Social media posts may help recall personal experiences

Posting personal experiences on social networking sites such as Facebook and Twitter could make those events much easier to recall, the first study to look at social media's effect on memory suggests.

By: | New York | Updated: September 8, 2016 1:18 PM
The act of posting on social media also plays a role in the construction of the self. (Reuters) The act of posting on social media also plays a role in the construction of the self. (Reuters)

Posting personal experiences on social networking sites such as Facebook and Twitter could make those events much easier to recall, the first study to look at social media’s effect on memory suggests.

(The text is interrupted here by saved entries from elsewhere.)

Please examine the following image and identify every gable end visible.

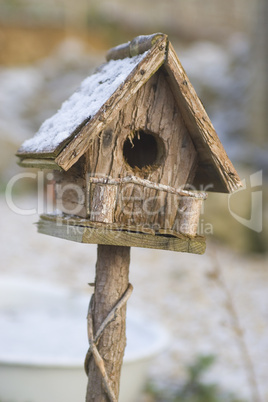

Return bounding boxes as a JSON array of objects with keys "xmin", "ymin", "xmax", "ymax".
[{"xmin": 163, "ymin": 42, "xmax": 242, "ymax": 193}]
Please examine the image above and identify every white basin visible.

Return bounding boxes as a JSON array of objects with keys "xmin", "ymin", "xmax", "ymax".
[{"xmin": 0, "ymin": 276, "xmax": 167, "ymax": 402}]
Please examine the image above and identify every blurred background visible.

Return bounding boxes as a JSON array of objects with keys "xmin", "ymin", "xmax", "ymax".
[{"xmin": 0, "ymin": 0, "xmax": 267, "ymax": 401}]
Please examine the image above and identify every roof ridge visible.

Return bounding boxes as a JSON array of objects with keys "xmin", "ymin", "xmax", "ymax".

“If people want to remember personal experiences, the best way is to put them online,” said lead author of the study Qi Wang, professor at Cornell University in the US.

“Social media – blogs, Facebook, Twitter, and others alike – provide an important outlet for us to recall memories, in the public space, and share with other people,” said Wang.

Memory researchers have long known that when people write about personal experiences, reflect on them or talk about them with others, they tend to remember those events much better.

“The process of writing about one’s experiences in the public sphere, often sustained by subsequent social feedback, may allow people to reflect on the experiences and their personal relevance,” researchers said.

The act of posting on social media also plays a role in the construction of the self, said Wang.

“We create a sense of self in the process of recalling, evaluating and sharing with others memories of personal experiences in our lives,” she said.

“That’s happening when we use social media, without us even noticing it. We just think, ‘Oh, I’m sharing my experience with my friends.’ But by shaping the way we remember our experiences, it’s also shaping who we are,” she said

That is especially facilitated by the interactive functions on many social media sites. For example, Facebook periodically shows users photos and posts from previous years to remind them of those events, prompting users to revisit those experiences, researchers said.

“Memory is often selective. But in this case, the selection is not done by our own mind; it’s done by an outside resource.